# MATH 3375 Examples Notebook #21

# K-Means Clustering

Previous models have been _**supervised**_ models, meaning that we knew in advance what the 'response' should be; we used that information to train models to recognize that known response.

Another type of model is _**unsupervised**_. This means we analyze the data to find similarities and differences, and use those to classify the data as appropriately as possible.

The technique shown below is a very common unsupervised model, called K-Means Clustering.  


In [None]:
#Look at data set
head(iris)

In [None]:
set.seed(3375)
km_2_2 <- kmeans(iris[,1:2],centers=2,nstart=10)
km_2_2

In [None]:
km_2_2$cluster

In [None]:
plot(Sepal.Length ~ Sepal.Width, col=km_2_2$cluster, data=iris)

In [None]:
s.length <- (iris$Sepal.Length - min(iris$Sepal.Length))/(max(iris$Sepal.Length) - min(iris$Sepal.Length))
s.width <- (iris$Sepal.Width - min(iris$Sepal.Width))/(max(iris$Sepal.Width)- min(iris$Sepal.Width))
p.length <- (iris$Petal.Length - min(iris$Petal.Length))/(max(iris$Petal.Length) - min(iris$Petal.Length))
p.width <- (iris$Petal.Width - min(iris$Petal.Width))/(max(iris$Petal.Width)- min(iris$Petal.Width))

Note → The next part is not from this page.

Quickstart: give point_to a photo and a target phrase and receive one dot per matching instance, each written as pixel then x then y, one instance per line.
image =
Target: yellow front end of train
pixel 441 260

iris_scaled <- data.frame(s.length,s.width,p.length,p.width)

summary(iris_scaled)

In [None]:
kms_2_2 <- kmeans(iris_scaled[,1:2],centers=2,nstart=10)
kms_2_2

In [None]:
kms_2_2$cluster

In [None]:
plot(s.length ~ s.width, col=kms_2_2$cluster, data=iris_scaled,
    main="K-Means Clusters, 2 dimensions, k=2")

In [None]:
plot(Sepal.Length ~ Sepal.Width, col=kms_2_2$cluster, data=iris,
    main="K-Means Clusters, 2 dimensions, k=2")

In [None]:
kms_2_2

In [None]:
kms_2_2$totss

In [None]:
kms_2_2$betweenss

In [None]:
kms_2_2$tot.withinss

## Using More Dimensions

We will run the algorithm again with all 4 features as dimensions. For purposes of _**visualizing**_ the clusters, we will use 2 features as plotting dimensions. Keep in mind that the algorithm is using more than just these 2 features to create the clusters.

In [None]:
kms_4_2 <- kmeans(iris_scaled[,1:4],centers=2,nstart=10)
kms_4_2

In [None]:
plot(Sepal.Length ~ Sepal.Width, col=kms_4_2$cluster, data=iris,
    main="K-Means Clusters, 4 dimensions, k=2")

In [None]:
plot(Petal.Length ~ Sepal.Width, col=kms_4_2$cluster, data=iris,
    main="K-Means Clusters, 4 dimensions, k=2")

In [None]:
plot(Petal.Length ~ Petal.Width, col=kms_4_2$cluster, data=iris,
    main="K-Means Clusters, 4 dimensions, k=2")

## Choosing Best Value for K

How should we choose the best value for K? In other words, how do we decide the optimal number of clusters? The following procedure is an accepted practice for choosing K.

* Run clustering algorithm on data set with several values of k
* Keep track of the **_total within cluster SS_** for each k
* Plot the results with k on x-axis and withinSS on y-axis

The plot is called an 'elbow' graph. Beyond a certain point, the SS value begins to drop much more slowly, meaning that the value of adding more clusters is minimal. This "optimal" point on the graph often appears to be the 'crook' of the elbow. 

We carry out this process below. Notice that we start with k=1 so we can see the "improvement" from a single group to one divided into 2 clusters.

In [None]:
ss <- vector(length=6)
for (k in 1:6) {
    km <- kmeans(iris_scaled[,1:4],centers=k,nstart=10)
    ss[k] <- km$tot.withinss
}

k <- 1:6
plot(ss~k,pch=19,type="b",main="Elbow Graph for K-Means",
     ylab="Total Within-Group Sum of Squares")

### Reading the Elbow Graph

Based on the above graph, k=2 has the most obvious 'crook', but there is still a slight crook at k=3.  Notice, however, that the SS does drop substantially from k=2 to k=3, whereas it does not drop near as much from k=3 to k=4. In other words, k=3 is the point at which the plot really begins to level off. For this reason, it would be most reasonable to select k=3.


## Review More on Your Own

Remember that the **kmeans** function in R has documentation that you can review to learn more-- see the help page by running the next cell.

In [None]:
?kmeans